La Palestine de Netanyahu ou le couteau de Lichtenberg

Brahim Senouci, mardi 16 juin 2009

POINT DE VUE :
Qui a dit que les meilleures plaisanteries étaient les plus courtes ?

Ce n’est appa­remment pas l’avis des Israé­liens. Ils trouvent la farce qu’ils racontent au monde depuis 61 ans tel­lement à leur goût qu’ils ne se lassent pas de la resservir.

Tout le monde a connu ou connait ces pré­tendus boute-​​en-​​train qui res­sassent les mêmes his­toires dont ils sont les seuls à rire et que finissent par fuir les plus indul­gents des audi­toires. Il y a tou­tefois une dif­fé­rence entre ces mauvais plai­sants et Israël. C’est que, au contraire des pre­miers, Israël béné­ficie d’un public attentif, prêt, non à rire, mais à approuver de manière sen­ten­cieuse les éter­nelles resucées d’une même vieille blague.

Un Etat Pales­tinien, mais comment donc ! A condition d’accepter des contraintes mineures telles que :
- Pas de défi­nition des fron­tières qui seront de toutes façons gardées par Israël
- Pas de contrôle de l’espace aérien
- Maintien et extension des colonies
- Pas de com­promis sur Jéru­salem, "capitale éter­nelle et indi­vi­sible d’Israël"
- Inter­diction de vous doter d’une armée pour vous défendre (mais qui donc pourrait vous vouloir du mal ?),
- Ne pro­noncez jamais le mot obscène de "réfugiés".
- Pas d’alliance avec des pays étrangers autres que ceux agréés par Israël.
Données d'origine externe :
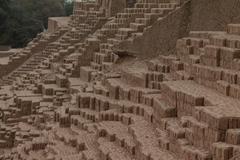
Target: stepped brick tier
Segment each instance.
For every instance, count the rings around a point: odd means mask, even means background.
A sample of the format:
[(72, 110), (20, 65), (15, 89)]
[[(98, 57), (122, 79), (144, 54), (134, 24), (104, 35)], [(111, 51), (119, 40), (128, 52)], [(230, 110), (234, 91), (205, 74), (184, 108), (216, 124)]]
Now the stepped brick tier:
[(0, 67), (0, 160), (239, 160), (240, 24), (153, 59), (114, 50), (183, 4), (79, 0), (50, 18)]

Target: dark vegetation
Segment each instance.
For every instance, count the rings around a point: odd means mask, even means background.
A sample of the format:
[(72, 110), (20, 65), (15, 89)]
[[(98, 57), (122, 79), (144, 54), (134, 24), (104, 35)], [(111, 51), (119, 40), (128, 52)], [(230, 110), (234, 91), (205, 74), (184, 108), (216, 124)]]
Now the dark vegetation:
[(24, 47), (47, 28), (48, 17), (72, 14), (66, 0), (0, 0), (0, 45)]

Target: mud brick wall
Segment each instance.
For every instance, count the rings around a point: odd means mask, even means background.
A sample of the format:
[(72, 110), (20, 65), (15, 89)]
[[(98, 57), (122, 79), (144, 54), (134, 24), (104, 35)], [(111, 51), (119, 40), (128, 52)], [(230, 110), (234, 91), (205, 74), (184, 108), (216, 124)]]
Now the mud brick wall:
[(228, 23), (239, 23), (239, 8), (239, 0), (190, 0), (167, 18), (155, 22), (143, 36), (122, 42), (116, 50), (144, 58), (176, 53), (177, 39), (190, 30), (223, 31)]

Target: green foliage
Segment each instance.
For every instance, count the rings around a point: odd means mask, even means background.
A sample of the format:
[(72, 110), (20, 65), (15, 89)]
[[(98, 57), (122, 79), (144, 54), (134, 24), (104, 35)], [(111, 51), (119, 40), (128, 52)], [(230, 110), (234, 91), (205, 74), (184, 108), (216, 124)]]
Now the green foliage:
[(71, 12), (64, 0), (0, 0), (0, 45), (23, 47), (47, 28), (48, 17)]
Seront négociés la paie des can­ton­niers, les règles de priorité pour la cir­cu­lation auto­mobile, le droit de battre monnaie… Vous ne voulez pas ? C’est bien la preuve que vous êtes des ter­ro­ristes et que vous ne com­prenez que le langage de la force.

Le dis­cours de Neta­nyahu ne constitue certes pas une sur­prise. Il aurait fallu être d’une extrême naïveté pour attendre de son inter­vention une avancée vers la paix par le droit. En fait, on attendait surtout l’attitude des sponsors habi­tuels d’Israël et on en escomptait vaguement une réaction musclée. Saluer ce dis­cours comme un "progrès", comme l’ont fait d’une même voix les Etats-​​Unis et l’Europe, jette une ombre sur l’espoir soulevé par le dis­cours du Caire du Pré­sident Obama et la faveur avec laquelle il avait été accueilli en Occident et dans les pays arabo-​​musulmans. Cette attitude montre que rien n’a changé au fond. Il ne faut certes pas dénier au Pré­sident Obama d’avoir montré une réelle com­passion envers les Pales­ti­niens. La com­passion ne peut tou­tefois tenir lieu de poli­tique. Ce qu’il faut, c’est rétablir les Pales­ti­niens dans la plé­nitude de leurs droits. Si l’Occident, notamment le Pré­sident Obama, veut réel­lement ins­taurer un nouveau climat dans les rela­tions inter­na­tio­nales, il doit rompre avec cette étrange man­suétude qui lui tient lieu de langage poli­tique avec Israël. S’il veut réel­lement assécher le lit du ter­ro­risme, il doit mettre fin aux situa­tions d’injustice qu’il a lui-​​même créées et qu’il contribue à per­pétuer. S’il veut montrer son désir d’en finir, non seulement avec la colo­ni­sation mais avec la matrice intel­lec­tuelle qui l’a pro­duite, il faut qu’il cesse de presser les popu­la­tions vic­times d’accepter d’être les dindons de la farce de l’éternel marché de dupes. Le moins qu’on puisse dire est qu’on n’en prend pas le chemin.

Reste bien sûr le plus important. Plutôt que de concéder l’avenir de la planète à des leaders aussi esti­mables soient-​​ils, il faut continuer de militer contre l’injustice et sou­tenir la lutte des peuples qui l’endurent. Et le couteau de Lich­tenberg ? Lich­tenberg avait défini le chef-d’œuvre dia­lec­tique de l’objet. Il décrivait ainsi quelque chose qui n’avait pas d’existence : Un couteau sans manche, auquel il manque la lame. La Palestine vue par Neta­nyahu res­semble fort à ce couteau.